A quei tempi, l’allora poco più che maggiorenne Blake Resnick, fondatore e CEO della startup Brinc, decise di aiutare le forze dell’ordine producendo soluzioni robotiche non violente. Più di recente, dopo essere entrato – anche a colpi di finanziamenti e venture capital – a far parte della prestigiosa lista stilata da Forbes dei “30 under 30” (nella categoria delle persone più influenti sotto il profilo dell’impatto sociale), Resnick ha ribadito che la sua società è stata finanziata in “larga parte” come risposta salva-vita al massacro di Las Vegas. Allo stesso modo, sulla pagina “Valori ed etica” della sua compagnia appare netto l’impegno verso il “portare queste tecnologia nel mondo in modo responsabile” e verso il “non realizzare mai tecnologia progettate per ferire o uccidere”.
Eppure sul sito Theintercept.com è saltato fuori un video – secondo l’autore dell’articolo risalente al 2018 – in cui si vede lo stesso Resnick promuovere il suo “Wall of Drones”, un sistema di controllo dei confini a mezzo drone. Solo che il drone, che decolla autonomamente da una base, in questo caso non si limita a pattugliare l’area stabilita, ma nella simulazione individua un intruso, lo avvicina, gli parla e infine, dopo che il presunto immigrato messicano estrae un’arma per minacciare il velivolo, lo colpisce con il taser e lo mette al tappeto.

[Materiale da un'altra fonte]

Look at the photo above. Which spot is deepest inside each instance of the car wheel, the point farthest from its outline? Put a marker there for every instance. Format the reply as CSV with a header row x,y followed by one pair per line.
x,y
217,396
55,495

Ovviamente si è sollevata una bufera mediatica, conseguenza inevitabile se consideriamo la crescente sensibilità dell’opinione pubblica verso l’uso di droni in grado di attaccare le persone (su questo argomento potete vedere qui un recente video distopico su droni killer e IA), la presenza di un personaggio esposto pubblicamente e un video che sembra sconfessare le tante belle parole della Brinc. Così in breve tempo sia la società che il suo CEO si sono affrettati a sminuire l’importanza del filmato del drone-taser, il primo sostenendo che il video sia stato falsificato, e la seconda affermando di non aver mai costruito nessun drone-taser, e che ciò che vediamo nel video è solo un meccanismo ad aria compressa che scaglia contro l’uomo un dardo taser lungo il cui cavo non passa alcuna corrente ad alto voltaggio (evidentemente non solo le due versioni non combaciano, ma sembrano confermare paradossalmente le critiche che vengono mosse).
Nel frattempo la storia del drone taser è diventata virale e, anche se non disponibile direttamente su Youtube, le immagini del video sono state riprese da diversi notiziari.